Theo broke out laughing, dropping the dumbbell he’d been using to do curls. “Yeah, Khail, you’re not crazy—you perfectly normal.”

“Damn straight,” Khail declared, shooting Theo a dirty look. “Okay, here’s another one.”

“Whoo—you on fire today, Khail.”

“That’s what she said,” Khail answered, flashing his perfect smile.

“Ooh, yeah bruthah!”

“Okay, listen now, Chris,” Khail said, “I’m tired of bein’ sweaty. I got some perspiration issues. It works for the modeling, ’cause they don’t gotta mist me with water or oil me up to look amazing on that runway. I got my own supply of slickness. Know what I mean?”

“Yes, Khail, I have noticed that you perspire a lot. So what’s your plan?”

“Something new for Khail’s Kustom Klothes—shirts with built-in antiperspirant and a damn sick odor. Maybe like it smells like money—rolls o’ Franklins. You smell like that, all the bitches go down on you.”

“So we embed all these chemicals into the fabric? And what happens when you wash it, Khail?”

“You don’t need to wash it—evah. It’s fresh forevah, man! Don’t you get it, Chris? Got ’nother scent—Cristal. You sweet like Cristal, muthah. Theo, good thing Chris here is good at minding my money—he sure got no creativity for anything else, that’s for sure.”

“Mmm hmm,” Theo said, nodding. “Hey, all y’all, you want some protein drink? I’m mixin’ some up.”

“Nah, man, I’m cool. Gotta work these new ideas. Chris, you want some of Theo’s drink? Boost up them flabby muscles on you? Damn, we gotta work on you. You pasty-white. You skinny. You got no bling. You got no imagina—”

“He gotta get out his comfort zone, Khail,” Theo bawled, testifying. “Say, how ’bout we give him a new name to start? Maybe like Chris X-X. Like X marks the spot, but he so damn awesome he got two Xes. What all y’all think?”

“Yeah, Chris, what you think—you like Theo’s idea?” said Khail. “Make you into Chris X-X? Get you some gold chains, get you a kickin’ grill—find out where Lil’ Wayne dumps his used ones at?”
“Sounds good, Khail,” Chris X-X lied, trying not to visibly cringe at the image of putting some rapper’s used dental grill in his own mouth. “Looking forward to it. So, are we done for today?”

“Yeah, Chris.”

“Okay, now remember about next week. We have a staff meeting to go over all those new show ideas.”

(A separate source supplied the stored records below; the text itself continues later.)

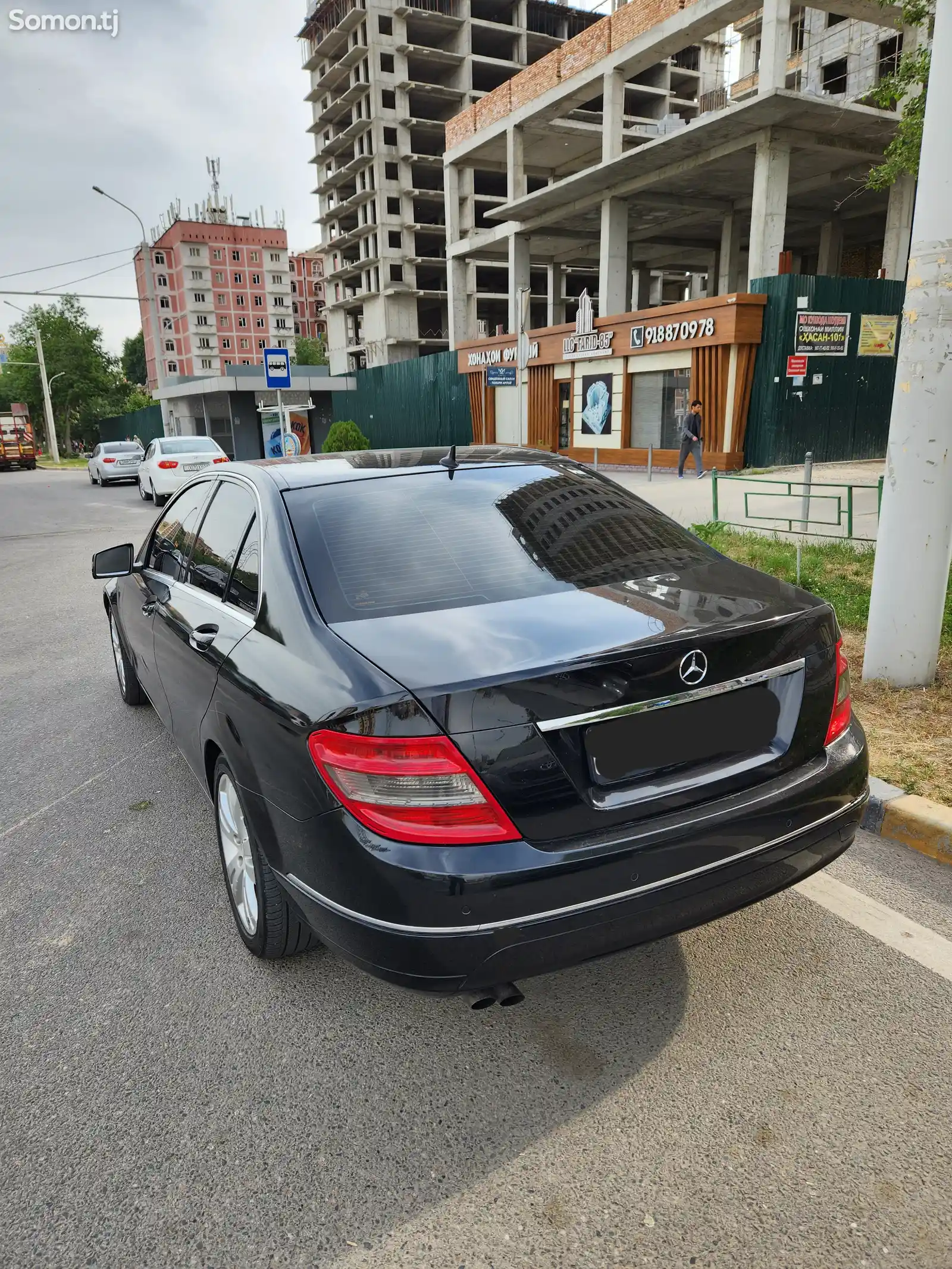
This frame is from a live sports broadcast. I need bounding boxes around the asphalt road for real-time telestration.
[0,471,952,1269]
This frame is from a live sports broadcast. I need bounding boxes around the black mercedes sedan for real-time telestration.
[93,447,867,1006]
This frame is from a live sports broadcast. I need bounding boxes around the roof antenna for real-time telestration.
[439,446,459,480]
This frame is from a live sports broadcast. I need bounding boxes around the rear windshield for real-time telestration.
[284,465,711,624]
[159,437,221,455]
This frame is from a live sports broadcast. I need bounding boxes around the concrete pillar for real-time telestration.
[748,128,790,278]
[598,198,631,317]
[631,261,651,312]
[816,218,843,278]
[882,174,915,282]
[717,212,740,296]
[509,233,530,335]
[505,124,525,203]
[602,71,625,162]
[756,0,790,94]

“You on top of that, right? How many submissions we got in so far? Five hunnert, six hunnert?”

“Khail, your flagship show has way more fans than that sending in their ideas for this competition. We’re up to four thousand submissions. I’ve got every intern on staff weeding through them during their entire shift. We have e-mail, we have videos. You should see them all. The grammar in the e-mails makes me want to heave, but hey, maybe that’s my problem, right? And the story lines—Jesus H. Christ, I didn’t know there were that many weirdos living here in the good old US of A.”

“That’s good, though, Chris. That’s our people, man. We got personality—they got it, too. We give them a chance to compete to be reality stars, man. And our people are special; they don’t work nine to five for the man. You think anyone in boring old Iowa or Minnesota got personality like we all, Chris X-X? I rest my case.”

“Case closed, muthah!” Theo exclaimed, back to pumping his weights.

“So you think there’s some shows worth producing out of all them?” Khail asked, finished with his pacing and now stretching out on the office sofa.

“You and Dimi and the production people can decide that, Khail. You’re the creative brain trust. You know, at this point, I mostly just protect your wealth. I’ve only been helping on the show stuff for a few months now.” Chris doodled absentmindedly on his legal pad. An MBA from Stanford and this is what I’m doing with my life? Lord, did I just call Khail and Dimi and those pathetic producers a brain trust? Shit.

“Okay, Chris,” Khail said. “Just make sure there’s some baby shows for that meeting. Cute babies, fucked-up parents, right?”

“That’s the recipe. And we’ve got those. Plenty of them. Wait ’til you see.”

“And midgets, too, Chris X-X. People loves their midgets.”